En l’espèce, La Cour de cassation reprend plusieurs éléments mis en évidence par la Cour d’appel pour considérer qu’en dépit de l’existence d’un directoire, le Président et le Vice-Président du conseil de surveillance avaient accompli, en toute indépendance, des actes positifs de gestion et de direction de la société. En conséquence, ils devaient bien être affiliés au régime général de la sécurité sociale.

 

Les éléments de faits utilisés pour procéder à la requalification :

 

Les statuts mettaient en place une autorisation préalable donnée par le conseil de surveillance au directoire afin d’effectuer certains actes. Cette clause statutaire limitative des pouvoirs de direction est assimilée à une limite, à tout moment, de l’exercice du pouvoir de direction. En clair, il s’agirait d’une véritable mission de direction exercée par le conseil de surveillance à travers une immixtion dans la gestion et non d’un simple contrôle du directoire. Faut-il en déduire que la seule présence d’une telle clause suffit à requalifier en dirigeant au sens de l’article L. 311-3 23° CSS ? Nous ne le pensons pas car d’autres éléments sont mentionnés dans la décision. La nature et la valeur des actes soumis à autorisation préalable, bien que ce ne soit pas précisé dans l’arrêt, devraient être des éléments permettant de requalifier ou non en dirigeant au sens du Code de la Sécurité sociale.

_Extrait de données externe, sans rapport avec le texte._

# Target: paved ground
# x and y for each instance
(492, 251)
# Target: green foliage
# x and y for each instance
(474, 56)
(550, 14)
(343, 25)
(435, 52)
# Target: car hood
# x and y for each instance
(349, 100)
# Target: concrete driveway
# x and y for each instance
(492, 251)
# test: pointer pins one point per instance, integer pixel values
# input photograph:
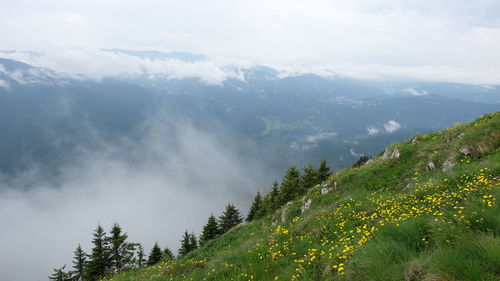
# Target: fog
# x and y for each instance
(156, 186)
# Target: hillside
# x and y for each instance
(424, 210)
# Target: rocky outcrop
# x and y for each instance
(447, 165)
(306, 206)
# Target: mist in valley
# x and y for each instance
(156, 186)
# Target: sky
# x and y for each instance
(444, 40)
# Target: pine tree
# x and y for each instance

Le président du conseil était le PDG de la SA avant sa transformation. Autrement dit, il assumait alors des fonctions véritables de gestion qu’il aurait pu implicitement poursuivre dans la SAS à travers le conseil de surveillance. Il est d’ailleurs mis en avant que les deux membres du directoire sont issus de sa famille comme pour mieux souligner son influence en matière de gestion.

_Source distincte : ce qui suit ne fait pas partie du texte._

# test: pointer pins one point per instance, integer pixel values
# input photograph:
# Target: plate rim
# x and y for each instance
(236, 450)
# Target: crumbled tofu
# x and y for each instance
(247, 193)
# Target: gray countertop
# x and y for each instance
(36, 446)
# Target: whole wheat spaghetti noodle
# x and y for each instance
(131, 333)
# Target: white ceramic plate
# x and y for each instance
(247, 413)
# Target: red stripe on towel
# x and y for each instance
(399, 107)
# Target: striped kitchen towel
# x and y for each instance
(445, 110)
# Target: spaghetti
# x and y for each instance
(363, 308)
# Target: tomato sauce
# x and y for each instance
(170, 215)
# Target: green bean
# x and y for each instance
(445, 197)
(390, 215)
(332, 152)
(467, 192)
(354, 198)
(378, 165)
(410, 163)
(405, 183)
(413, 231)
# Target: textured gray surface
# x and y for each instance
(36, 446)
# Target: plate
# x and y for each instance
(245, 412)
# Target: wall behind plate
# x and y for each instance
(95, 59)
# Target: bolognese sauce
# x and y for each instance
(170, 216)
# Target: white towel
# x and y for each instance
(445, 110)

Ce même président du conseil était, avec son épouse, actionnaire majoritaire de la SAS. Cette précision pourrait laisser entendre l’existence d’un pouvoir décisionnaire indirect rapprochant encore une fois d’une activité de gestion effective d’autant plus face à la composition « familiale » du directoire.

Enfin, la rémunération du président du conseil de surveillance était « nettement supérieure » à celle des membres du directoire. Cela permet d’imaginer que les tâches réalisées pour justifier un tel écart relèvent bien de la gestion de la société et non d’un simple contrôle dans le cadre des missions du conseil de surveillance.